“You should look at this section if you have only a limited idea of what is involved in managing assessment data.”
Assessment is designed to collect data from students that can provide insights into their skills and knowledge.There is a critical phase between the implementation of testing and the commencement of analysis in which the data collected needs to be carefully managed. This includes how the data is recorded, how it is transferred between individuals, how it is kept secure and the development of a data codebook.
Data is likely to be collected in one of three ways:
- Student write their responses on a paper test form;
- Students record their responses on an optical mark recognition (OMR) sheet; or
- Students enter their responses on a digital device.
In each case the entry of data–the process that is required to transfer student responses into data that is saved in a spreadsheet, for example–has to be done very carefully.
If students write their responses on a paper test form, as is the case in most school and classroom based testing as well as much large scale testing, scanning or manual data entry will be required to enter the data. At a small scale this is relatively easy to do accurately, although will require back and forth checking to get right.
At a large scale, manual data entry can lead to significant errors unless it is tightly controlled.

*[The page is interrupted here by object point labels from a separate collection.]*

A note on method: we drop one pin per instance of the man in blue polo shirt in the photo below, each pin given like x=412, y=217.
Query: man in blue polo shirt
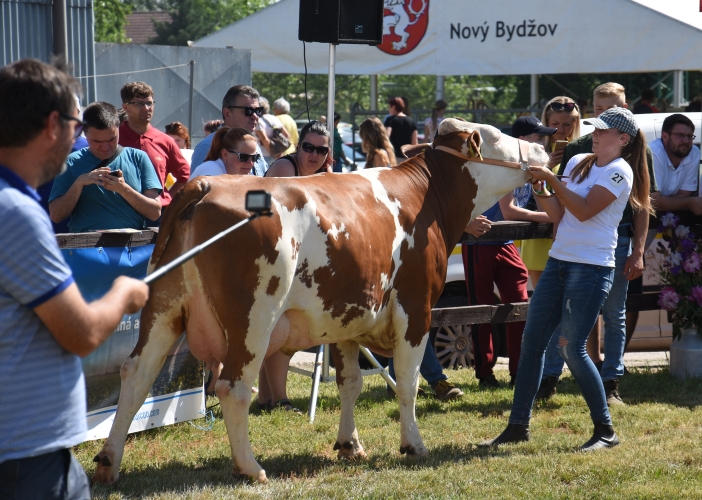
x=45, y=325
x=105, y=186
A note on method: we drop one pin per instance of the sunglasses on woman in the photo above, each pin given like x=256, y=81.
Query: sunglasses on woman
x=80, y=125
x=310, y=148
x=248, y=110
x=563, y=106
x=244, y=157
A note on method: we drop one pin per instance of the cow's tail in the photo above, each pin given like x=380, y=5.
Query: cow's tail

This means manuals and training for data entry operators and–where possible–data entry processes that are designed to prevent errors where possible. For example, restricting cells in a spreadsheet so that they can only accept certain numbers. In addition, regular monitoring and checking will be required to make sure that any systematic errors are both identified and addressed.
OMRs are regarded as a much more reliable way to collect data in large scale student assessments but there are three key sources of error that need to be carefully controlled.First, students may not mark OMRs either accurately or clearly, and they will need to be instructed how to do so. Second, the machines used to scan OMRs need to be carefully set up and regularly checked to ensure that they are converting student marks into correct data. Third, the dataset that is derived from scanning OMRs needs to be checked in case there are any systematic errors, and this requires another layer of checking.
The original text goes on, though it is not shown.